INFORME PARA LA VISTA
presentado en el asunto 55/86 ( *1 )
I — Los hechos
La «Asociación provincial de armadores de buques de pesca de Gran Sol de Pontevedra» agrupa a 46 empresas españolas de armadores de pesca. A tenor del artículo 7 de sus estatutos, dicha asociación tiene como fin representar y defender los intereses comunes de los armadores asociados. Según el apartado f) del artículo 8 de estos mismos estatutos, los representa ante todos los organismos y entidades de cualquier carácter y ámbito, incluyendo los internacionales.
A — La normativa establecida por el Acta de adhesión de España y Portugal a las Comunidades Europeas en materia de pesca
La normativa referente a las condiciones de acceso de los buques que naveguen bajo pabellón español y portugués a las aguas de la antigua Comunidad de los diez, de los buques españoles a las aguas portuguesas y de los buques portugueses a las aguas españolas, así como de los buques que naveguen bajo pabellón de uno de los Estados miembros de la antigua Comunidad de los diez a las aguas portuguesas y españolas, se encuentra recogida en los artículos 154 a 166 y 347 a 353 del Acta de adhesión de España y Portugal a las Comunidades Europeas (DO 1985, L 302, p. 9; EE de 15 de noviembre de 1985) (en lo sucesivo, el «Acta de adhesión»).
1. La normativa referente a los barcos españoles
Por lo que se refiere a la pesca no especializada, el artículo 158 del Acta de adhesión prevé que sólo 300 buques, cuya lista, denominada «lista de base», figura en el Anexo IX del Acta de adhesión, podrán ser autorizados a faenar en las aguas de los Estados miembros de la antigua Comunidad de los diez. No obstante, el párrafo 2 del artículo 158 precisa que sólo 150 de estos buques podrán faenar simultáneamente siempre que figuren en una lista periódica establecida por la Comisión (en lo sucesivo «listas periódicas»). A tenor del artículo 163, las autoridades españolas someterán proyectos de listas periódicas a la Comisión, que aprobará cada mes nuevas listas.
Por otra parte, y por lo que se refiere a los buques españoles que se dediquen a un tipo de pesca en particular, el artículo 160 del Acta de adhesión regula su acceso a las aguas de los Estados miembros de la antigua Comunidad de los diez. En determinados casos se prevén listas de base y listas periódicas mientras que, en otros supuestos, sólo existen listas periódicas. No existe limitación alguna para los buques que se dediquen a la pesca del atún.
Por último, por lo que se refiere al acceso de los barcos españoles a las aguas portuguesas, el artículo 352, que ha sido desarrollado por primera vez mediante el Reglamento no 3718/85 de la Comisión, de 27 de diciembre de 1985 (DO L 360, p. 20; EE 04/04, p. 115) prevé para determinados tipos de pesca listas de base y listas periódicas y, para otros, únicamente listas periódicas.
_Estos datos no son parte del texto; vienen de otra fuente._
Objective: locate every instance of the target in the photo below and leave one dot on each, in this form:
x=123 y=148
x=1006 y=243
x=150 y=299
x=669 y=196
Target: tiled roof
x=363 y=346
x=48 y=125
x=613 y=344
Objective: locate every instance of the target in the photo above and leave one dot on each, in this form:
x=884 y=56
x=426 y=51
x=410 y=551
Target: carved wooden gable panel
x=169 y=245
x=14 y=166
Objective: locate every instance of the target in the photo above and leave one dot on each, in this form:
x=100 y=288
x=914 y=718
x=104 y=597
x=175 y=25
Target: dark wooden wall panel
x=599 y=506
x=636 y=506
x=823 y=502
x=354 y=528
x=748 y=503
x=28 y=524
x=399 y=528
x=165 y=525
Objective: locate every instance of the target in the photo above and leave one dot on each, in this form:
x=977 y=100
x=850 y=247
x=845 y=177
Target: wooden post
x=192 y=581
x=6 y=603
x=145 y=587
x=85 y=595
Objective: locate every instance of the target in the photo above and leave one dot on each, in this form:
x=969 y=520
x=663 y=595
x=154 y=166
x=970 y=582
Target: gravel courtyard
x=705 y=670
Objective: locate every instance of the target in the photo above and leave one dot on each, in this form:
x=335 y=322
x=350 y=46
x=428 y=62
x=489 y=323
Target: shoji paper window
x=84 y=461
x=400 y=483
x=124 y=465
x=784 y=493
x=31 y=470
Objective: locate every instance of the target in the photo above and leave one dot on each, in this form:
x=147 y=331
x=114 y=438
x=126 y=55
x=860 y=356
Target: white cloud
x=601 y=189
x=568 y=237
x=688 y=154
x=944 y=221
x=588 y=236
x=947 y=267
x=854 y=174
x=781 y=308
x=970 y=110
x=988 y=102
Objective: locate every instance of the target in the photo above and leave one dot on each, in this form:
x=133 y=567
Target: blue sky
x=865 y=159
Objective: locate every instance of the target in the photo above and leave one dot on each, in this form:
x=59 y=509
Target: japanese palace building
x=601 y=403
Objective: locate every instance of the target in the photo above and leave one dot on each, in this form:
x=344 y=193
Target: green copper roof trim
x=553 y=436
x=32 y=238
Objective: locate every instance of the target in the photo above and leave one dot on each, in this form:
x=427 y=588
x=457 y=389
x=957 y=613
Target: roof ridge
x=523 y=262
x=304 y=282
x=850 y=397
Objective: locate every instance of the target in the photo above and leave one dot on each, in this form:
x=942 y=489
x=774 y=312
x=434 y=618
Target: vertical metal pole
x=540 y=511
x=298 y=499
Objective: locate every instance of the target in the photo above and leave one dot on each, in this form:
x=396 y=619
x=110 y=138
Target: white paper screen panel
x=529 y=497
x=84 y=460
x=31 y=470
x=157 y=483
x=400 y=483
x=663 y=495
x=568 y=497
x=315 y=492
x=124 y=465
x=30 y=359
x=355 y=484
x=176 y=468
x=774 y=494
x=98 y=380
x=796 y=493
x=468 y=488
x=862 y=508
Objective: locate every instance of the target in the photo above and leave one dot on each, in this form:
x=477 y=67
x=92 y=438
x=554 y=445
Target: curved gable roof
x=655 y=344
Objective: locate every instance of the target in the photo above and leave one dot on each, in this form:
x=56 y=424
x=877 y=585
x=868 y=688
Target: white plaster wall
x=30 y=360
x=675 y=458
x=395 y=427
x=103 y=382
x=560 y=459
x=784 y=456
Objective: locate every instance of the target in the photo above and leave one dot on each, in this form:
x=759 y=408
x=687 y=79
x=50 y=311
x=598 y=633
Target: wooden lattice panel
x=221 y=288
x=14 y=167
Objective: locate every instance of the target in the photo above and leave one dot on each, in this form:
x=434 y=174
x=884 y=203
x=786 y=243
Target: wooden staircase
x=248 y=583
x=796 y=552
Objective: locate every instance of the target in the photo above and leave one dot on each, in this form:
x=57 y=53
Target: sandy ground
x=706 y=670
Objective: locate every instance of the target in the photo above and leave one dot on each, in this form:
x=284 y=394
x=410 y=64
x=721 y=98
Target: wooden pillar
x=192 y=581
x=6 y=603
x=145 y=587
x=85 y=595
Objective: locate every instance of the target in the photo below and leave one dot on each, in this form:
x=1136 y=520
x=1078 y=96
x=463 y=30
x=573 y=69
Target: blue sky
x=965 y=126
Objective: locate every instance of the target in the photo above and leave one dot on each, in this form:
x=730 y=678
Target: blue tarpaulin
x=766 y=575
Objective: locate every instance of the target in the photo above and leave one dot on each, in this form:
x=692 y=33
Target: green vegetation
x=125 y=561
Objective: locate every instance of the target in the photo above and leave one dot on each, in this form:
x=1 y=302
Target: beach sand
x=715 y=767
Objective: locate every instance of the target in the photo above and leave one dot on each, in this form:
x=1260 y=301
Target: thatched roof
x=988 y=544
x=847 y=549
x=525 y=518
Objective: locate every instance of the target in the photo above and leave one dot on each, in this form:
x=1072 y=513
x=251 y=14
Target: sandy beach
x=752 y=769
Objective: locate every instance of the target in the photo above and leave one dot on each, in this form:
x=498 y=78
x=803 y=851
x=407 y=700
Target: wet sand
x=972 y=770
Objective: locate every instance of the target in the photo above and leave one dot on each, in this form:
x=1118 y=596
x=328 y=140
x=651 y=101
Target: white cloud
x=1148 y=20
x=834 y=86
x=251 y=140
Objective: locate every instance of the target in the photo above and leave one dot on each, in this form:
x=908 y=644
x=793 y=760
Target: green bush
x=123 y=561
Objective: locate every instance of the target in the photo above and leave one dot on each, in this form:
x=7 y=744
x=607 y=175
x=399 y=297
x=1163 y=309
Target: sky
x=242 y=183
2. La normativa referente a los barcos portugueses
Por lo que se refiere al acceso de los buques portugueses a las aguas de los Estados miembros de la antigua Comunidad de los diez, el artículo 349 del Acta de adhesión, aplicado por primera vez mediante el Reglamento no 3715/85 de la Comisión, de 27 de diciembre de 1985 (DO L 360, p. 1; EE 04/04, p. 96) prevé, por un lado, listas de base y listas periódicas y, por otro, algunos casos en los que existen sólo listas periódicas.
Para el acceso de los buques portugueses a las aguas españolas, el artículo 165 del Acta de adhesión aplicado por primera vez mediante el Reglamento no 3717/85 de la Comisión, de 27 de diciembre de 1985 (DO L 360, p. 14; EE 04/04, p. 109), prevé listas de base y listas periódicas nominales establecidas para determinadas especies de peces.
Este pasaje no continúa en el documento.